So how did a Roman Catholic Saint, of all people, come to be associated with the holiday intended for the expression of intense physical love? Good question.
Like many modern holidays (I'm looking at you, Xmas), what we celebrate today is just a patch early christians threw on over pre-existing pagan rituals (Saturnalia, anyone?). That explains why, say, we celebrate the resurrection of Jesus with eggs and bunnies-- the christian element was overlaid on a pre-existing springtime fertility ritual.

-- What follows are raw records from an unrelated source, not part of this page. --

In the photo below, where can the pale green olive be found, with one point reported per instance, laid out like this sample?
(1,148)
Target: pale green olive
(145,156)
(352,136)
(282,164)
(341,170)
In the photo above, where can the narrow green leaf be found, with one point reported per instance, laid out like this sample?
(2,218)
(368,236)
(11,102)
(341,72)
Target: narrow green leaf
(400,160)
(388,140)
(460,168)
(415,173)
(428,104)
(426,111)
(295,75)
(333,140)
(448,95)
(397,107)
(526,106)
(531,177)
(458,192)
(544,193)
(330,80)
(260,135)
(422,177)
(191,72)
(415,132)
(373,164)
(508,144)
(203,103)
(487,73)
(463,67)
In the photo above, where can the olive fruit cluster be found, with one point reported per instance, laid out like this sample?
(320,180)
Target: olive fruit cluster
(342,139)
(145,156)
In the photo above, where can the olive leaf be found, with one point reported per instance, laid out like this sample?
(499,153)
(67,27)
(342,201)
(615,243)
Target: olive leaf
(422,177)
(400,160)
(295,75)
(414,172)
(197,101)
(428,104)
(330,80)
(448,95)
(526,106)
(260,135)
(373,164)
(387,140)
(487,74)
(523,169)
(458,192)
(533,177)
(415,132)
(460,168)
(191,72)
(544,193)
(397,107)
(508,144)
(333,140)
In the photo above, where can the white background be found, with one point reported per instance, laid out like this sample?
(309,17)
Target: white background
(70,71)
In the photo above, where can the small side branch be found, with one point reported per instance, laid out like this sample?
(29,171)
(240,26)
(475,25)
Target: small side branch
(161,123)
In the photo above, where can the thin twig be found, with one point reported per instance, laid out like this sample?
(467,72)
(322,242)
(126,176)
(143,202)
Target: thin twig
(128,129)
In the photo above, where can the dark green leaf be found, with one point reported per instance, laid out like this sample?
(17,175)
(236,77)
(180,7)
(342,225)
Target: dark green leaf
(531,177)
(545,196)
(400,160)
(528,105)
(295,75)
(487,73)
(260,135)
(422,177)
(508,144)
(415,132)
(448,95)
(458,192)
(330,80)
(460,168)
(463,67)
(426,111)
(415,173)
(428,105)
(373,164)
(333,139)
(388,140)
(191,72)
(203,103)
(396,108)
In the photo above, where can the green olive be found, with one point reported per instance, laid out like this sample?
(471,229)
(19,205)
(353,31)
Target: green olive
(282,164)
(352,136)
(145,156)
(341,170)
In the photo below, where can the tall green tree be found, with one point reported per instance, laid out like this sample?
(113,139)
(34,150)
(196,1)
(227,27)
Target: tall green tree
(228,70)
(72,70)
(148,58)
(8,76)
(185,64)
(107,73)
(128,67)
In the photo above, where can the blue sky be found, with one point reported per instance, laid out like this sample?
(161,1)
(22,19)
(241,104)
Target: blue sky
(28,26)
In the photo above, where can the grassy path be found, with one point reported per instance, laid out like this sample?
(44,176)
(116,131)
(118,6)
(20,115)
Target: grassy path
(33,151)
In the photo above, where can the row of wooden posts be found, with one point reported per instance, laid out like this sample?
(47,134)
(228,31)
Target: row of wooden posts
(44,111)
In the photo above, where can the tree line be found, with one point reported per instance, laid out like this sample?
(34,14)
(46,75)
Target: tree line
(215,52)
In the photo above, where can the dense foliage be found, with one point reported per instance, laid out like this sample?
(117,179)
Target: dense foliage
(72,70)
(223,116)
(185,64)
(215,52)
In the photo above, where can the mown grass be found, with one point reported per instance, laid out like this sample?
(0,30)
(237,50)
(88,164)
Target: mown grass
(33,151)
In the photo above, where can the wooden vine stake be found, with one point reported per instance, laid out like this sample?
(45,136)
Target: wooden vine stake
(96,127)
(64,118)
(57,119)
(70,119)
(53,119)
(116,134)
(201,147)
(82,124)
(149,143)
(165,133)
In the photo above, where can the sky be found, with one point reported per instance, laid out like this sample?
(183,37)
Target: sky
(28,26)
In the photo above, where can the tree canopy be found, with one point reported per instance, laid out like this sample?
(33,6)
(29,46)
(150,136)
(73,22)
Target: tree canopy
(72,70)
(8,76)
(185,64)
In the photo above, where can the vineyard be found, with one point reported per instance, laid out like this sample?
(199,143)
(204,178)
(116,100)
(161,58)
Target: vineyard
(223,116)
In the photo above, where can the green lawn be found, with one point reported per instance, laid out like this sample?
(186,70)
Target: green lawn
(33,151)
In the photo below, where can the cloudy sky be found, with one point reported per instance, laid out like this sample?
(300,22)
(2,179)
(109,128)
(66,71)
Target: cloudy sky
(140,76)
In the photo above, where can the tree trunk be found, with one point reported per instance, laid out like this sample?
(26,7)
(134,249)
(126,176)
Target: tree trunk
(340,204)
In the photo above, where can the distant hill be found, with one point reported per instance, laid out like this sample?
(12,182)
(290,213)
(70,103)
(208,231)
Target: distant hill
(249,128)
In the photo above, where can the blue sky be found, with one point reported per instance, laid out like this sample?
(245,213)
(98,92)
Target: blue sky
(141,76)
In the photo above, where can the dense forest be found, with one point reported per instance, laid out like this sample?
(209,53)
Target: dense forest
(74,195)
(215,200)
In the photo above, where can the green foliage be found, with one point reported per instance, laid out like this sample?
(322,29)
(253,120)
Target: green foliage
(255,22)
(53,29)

St. Valentine's day is a similar case. Nobody is sure which St Valentine we're celebrating exactly (there were at least three) but his day is an overlay of the ancient Greco-Roman festival of Lupercalia, in which was celebrated both the holy marriage of Zeus (Jove) and Hera (Juno), as well as in Rome the founding of their city (Romulus, Remus, wolves, "Lupe"-- it's all connected). There was all sorts of courting between young folks of both sexes, and it was generally very frolicky. Lupercalia was a very, very ancient festival, and it had replaced (more absorbed, really) an even more ancient one, Februa, which, you may guess, is where we get the name for the month of February. Now you know, and knowing is half the battle.
My drawing is of the sacred couple themselves, Zeus and Hera, in embrace, behind a water lilly, one of Hera's sacred flowers.